Mark Stetter, a wildlife veterinarian and dean of the CSU College of Veterinary Medicine and Biomedical Sciences, expressed his sincere congratulations to the award recipients. He also acknowledged the hard work by a group of bipartisan legislators who care about agriculture in Colorado that created the program.
“We are indebted to Rep. Joann Ginal, Rep. Jeni Arndt and Sen. Jerry Sonnenberg who worked diligently to establish the Veterinary Education Loan Repayment Program,” said Stetter.
Ginal is a Democrat from Fort Collins who will be moving to the state senate in January. Arndt is also a Democrat from Fort Collins. Sonnenberg is a Republican from northeastern Colorado.
Austin is a livestock veterinarian based in LaSalle, Colo., who graduated from CSU’s doctor of veterinary medicine program in 2017. She grew up in Two Buttes, Colo. (pop. 32), a place where “production agriculture is the way of life.”
Her passion for animals and agriculture was instilled at an early age on her family’s 300-head commercial beef cow operation, where she rode horses and raised flocks of sheep, goats and poultry to show at FFA and 4-H events.
Austin completed an undergraduate degree, received two master’s degrees and finished veterinary school while working full-time in the livestock industry.
After graduating from CSU, Austin launched a mobile veterinary service and provides medical care for animals at her own facility in eastern Colorado. She serves the dairy and beef industries while also providing care for sheep and goats, camelids (including llamas and alpacas), horses and small animals for rural clients.
Austin said being one of the first recipients of this new program is “exciting.”
“It’s a huge help and a big relief,” she added. “Currently, I owe about $170,000 in student loans and am paying as much in student loans as I do for a mortgage each month.”
Austin recently purchased an ultrasound machine, which she uses daily in her practice. The price tag on it was $15,000.
“The Veterinary Education Loan Repayment Program helps because it will free up some of my payments,” she said. “I’d like to get additional imaging equipment and, within the next three to five years, hopefully upgrade things like my truck. When I apply for loans, I’ll be able to break down my debt to qualify for them. It’s very helpful in the long term and immediately.”
Kuntz grew up in San Antonio, Texas, with a desire to work with animals. “I was never a true city-girl at heart,” she said.
Kuntz earned a bachelor’s degree with a double major in animal science and equine science before graduating from CSU’s DVM program in 2017.
She took part in an internship at CSU’s Beef Improvement Center in Saratoga, Wyo., where she learned about multiple aspects of cow-calf production. “After this experience, I knew my calling was to help fill the veterinarian shortage as a rural, mixed-animal practitioner,” she said.

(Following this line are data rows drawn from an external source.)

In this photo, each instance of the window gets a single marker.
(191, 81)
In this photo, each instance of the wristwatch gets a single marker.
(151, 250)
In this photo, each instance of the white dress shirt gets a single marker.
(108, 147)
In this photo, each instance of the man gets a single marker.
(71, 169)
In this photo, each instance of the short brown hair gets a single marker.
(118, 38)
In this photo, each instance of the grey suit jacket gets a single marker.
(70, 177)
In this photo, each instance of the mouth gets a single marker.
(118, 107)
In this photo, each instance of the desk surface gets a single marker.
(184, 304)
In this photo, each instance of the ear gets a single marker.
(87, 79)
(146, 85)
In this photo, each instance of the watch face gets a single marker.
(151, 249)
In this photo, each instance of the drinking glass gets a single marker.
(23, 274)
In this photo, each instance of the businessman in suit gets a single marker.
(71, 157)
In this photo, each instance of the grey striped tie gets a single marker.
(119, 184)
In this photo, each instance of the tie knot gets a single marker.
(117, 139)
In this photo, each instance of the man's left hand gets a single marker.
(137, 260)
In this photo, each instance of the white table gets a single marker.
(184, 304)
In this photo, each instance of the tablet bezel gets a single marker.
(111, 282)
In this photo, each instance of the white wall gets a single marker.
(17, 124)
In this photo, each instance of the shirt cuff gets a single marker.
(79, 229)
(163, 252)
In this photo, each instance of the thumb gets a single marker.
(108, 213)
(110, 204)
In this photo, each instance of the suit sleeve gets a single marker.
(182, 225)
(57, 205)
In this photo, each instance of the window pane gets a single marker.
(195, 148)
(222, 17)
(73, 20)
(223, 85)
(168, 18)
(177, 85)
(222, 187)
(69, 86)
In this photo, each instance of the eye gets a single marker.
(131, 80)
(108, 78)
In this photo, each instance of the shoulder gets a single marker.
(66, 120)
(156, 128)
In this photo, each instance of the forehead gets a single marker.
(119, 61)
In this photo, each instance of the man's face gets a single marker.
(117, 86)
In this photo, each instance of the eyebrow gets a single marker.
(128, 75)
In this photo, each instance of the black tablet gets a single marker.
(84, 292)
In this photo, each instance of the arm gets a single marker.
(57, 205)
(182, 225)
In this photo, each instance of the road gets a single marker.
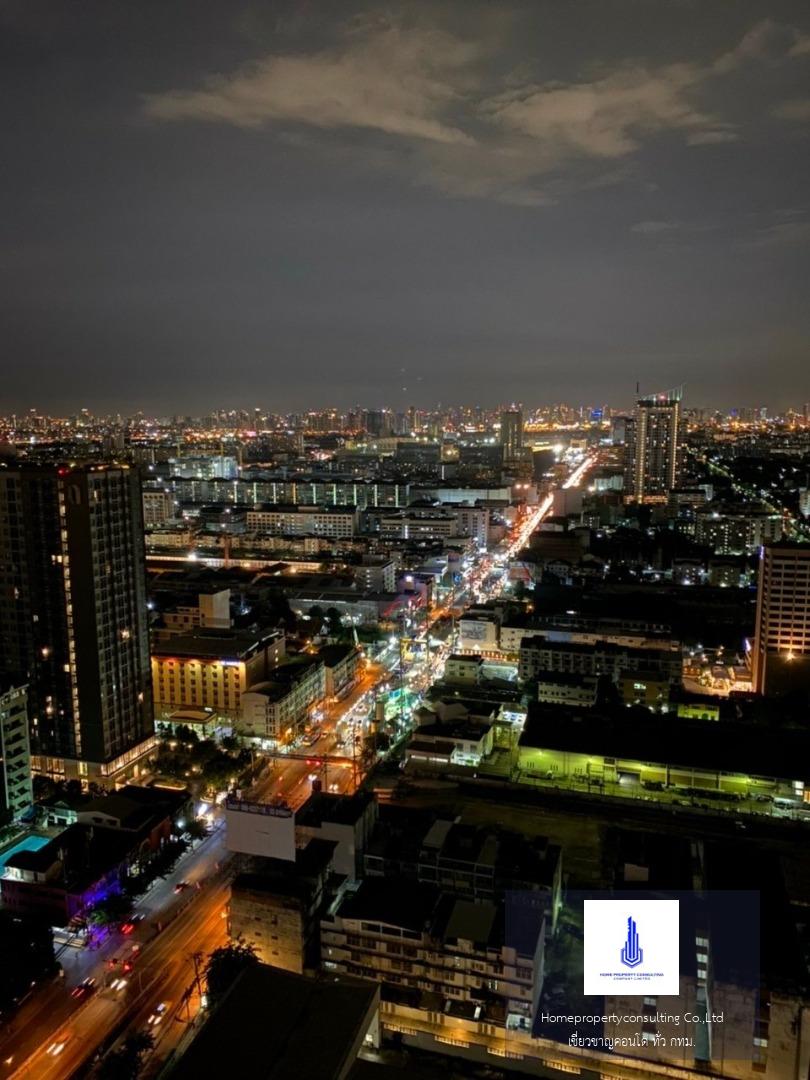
(52, 1007)
(164, 970)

Earlier in 2018, Kuntz decided to purchase Tom Parks’s veterinary practice in Yuma, Colo., where she’ll serve clients in a 50-mile radius on the northeastern plains of Colorado. Access to reliable veterinary care in this area is limited for both large and small animals, because the majority of veterinarians are nearing retirement and limiting practice hours, Kuntz said.

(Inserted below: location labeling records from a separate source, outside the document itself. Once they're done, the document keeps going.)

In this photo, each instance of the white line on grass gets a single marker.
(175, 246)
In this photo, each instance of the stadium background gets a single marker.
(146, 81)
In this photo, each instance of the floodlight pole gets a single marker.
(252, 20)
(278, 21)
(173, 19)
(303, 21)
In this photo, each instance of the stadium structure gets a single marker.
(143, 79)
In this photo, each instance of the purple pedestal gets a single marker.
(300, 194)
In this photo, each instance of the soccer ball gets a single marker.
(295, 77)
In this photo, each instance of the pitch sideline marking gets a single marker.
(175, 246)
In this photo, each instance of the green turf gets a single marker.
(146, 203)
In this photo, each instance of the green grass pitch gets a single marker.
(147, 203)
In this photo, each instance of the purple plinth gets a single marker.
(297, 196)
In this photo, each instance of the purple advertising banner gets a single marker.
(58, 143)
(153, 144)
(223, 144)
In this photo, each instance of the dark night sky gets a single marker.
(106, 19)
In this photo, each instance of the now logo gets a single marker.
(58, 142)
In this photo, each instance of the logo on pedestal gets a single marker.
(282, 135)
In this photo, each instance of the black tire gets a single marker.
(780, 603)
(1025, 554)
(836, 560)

“Our communities need easily accessible, quality veterinary care options,” she added.
Kuntz said being among the first recipients of this award is a blessing and “amazing.”

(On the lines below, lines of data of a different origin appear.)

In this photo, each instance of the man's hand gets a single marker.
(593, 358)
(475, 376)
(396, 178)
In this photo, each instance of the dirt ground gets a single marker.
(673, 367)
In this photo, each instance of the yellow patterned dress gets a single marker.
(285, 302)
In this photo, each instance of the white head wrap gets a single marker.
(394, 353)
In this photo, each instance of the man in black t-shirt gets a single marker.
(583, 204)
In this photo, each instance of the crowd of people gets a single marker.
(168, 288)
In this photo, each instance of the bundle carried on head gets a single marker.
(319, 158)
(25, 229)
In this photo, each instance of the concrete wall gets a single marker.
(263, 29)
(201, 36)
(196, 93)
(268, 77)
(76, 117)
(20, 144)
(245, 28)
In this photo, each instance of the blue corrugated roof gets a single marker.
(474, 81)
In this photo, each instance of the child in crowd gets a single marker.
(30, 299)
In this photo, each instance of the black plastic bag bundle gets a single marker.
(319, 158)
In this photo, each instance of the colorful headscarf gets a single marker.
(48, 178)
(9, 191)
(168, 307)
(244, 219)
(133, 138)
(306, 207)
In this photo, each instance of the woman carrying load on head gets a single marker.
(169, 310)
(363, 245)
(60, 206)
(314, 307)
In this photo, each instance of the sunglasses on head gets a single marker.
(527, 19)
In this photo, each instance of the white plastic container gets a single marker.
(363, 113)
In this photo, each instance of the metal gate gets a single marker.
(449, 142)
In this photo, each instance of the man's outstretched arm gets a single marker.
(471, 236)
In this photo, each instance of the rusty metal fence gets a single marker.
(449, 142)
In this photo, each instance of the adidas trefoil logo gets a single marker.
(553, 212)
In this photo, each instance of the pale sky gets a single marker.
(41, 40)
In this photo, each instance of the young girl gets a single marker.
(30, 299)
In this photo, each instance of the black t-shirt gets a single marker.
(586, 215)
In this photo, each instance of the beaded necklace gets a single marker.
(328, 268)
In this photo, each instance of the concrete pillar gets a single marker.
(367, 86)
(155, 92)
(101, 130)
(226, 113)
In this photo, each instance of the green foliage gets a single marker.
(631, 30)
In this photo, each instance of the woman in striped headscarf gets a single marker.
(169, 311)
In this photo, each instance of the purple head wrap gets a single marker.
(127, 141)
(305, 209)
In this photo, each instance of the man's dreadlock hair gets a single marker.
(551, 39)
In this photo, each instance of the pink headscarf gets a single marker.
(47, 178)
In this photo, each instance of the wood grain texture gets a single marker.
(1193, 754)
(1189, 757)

“It means a lot, having the state of Colorado recognize the importance of having veterinarians in underserved areas,” she said.
Kuntz said that she is carrying more than $200,000 in debt from student loans, and that this award will go a long way in reducing financial burdens. She said she hopes to now pay off her debts in the next five to 10 years, rather than spreading out payments over 25 years.
“It’s a huge impact for my family,” she said. “I have a young son and my husband is helping me purchase the practice. This helps us financially afford the business, and we look better to our bankers.”
Kuntz said she’s already seen the impact of her work in Yuma and Washington counties.
“It’s amazing to have this support from the state for rural communities,” she said. “They need it. In the last four months of being here, these producers are so excited to having access to veterinary care and perspective for their operations.”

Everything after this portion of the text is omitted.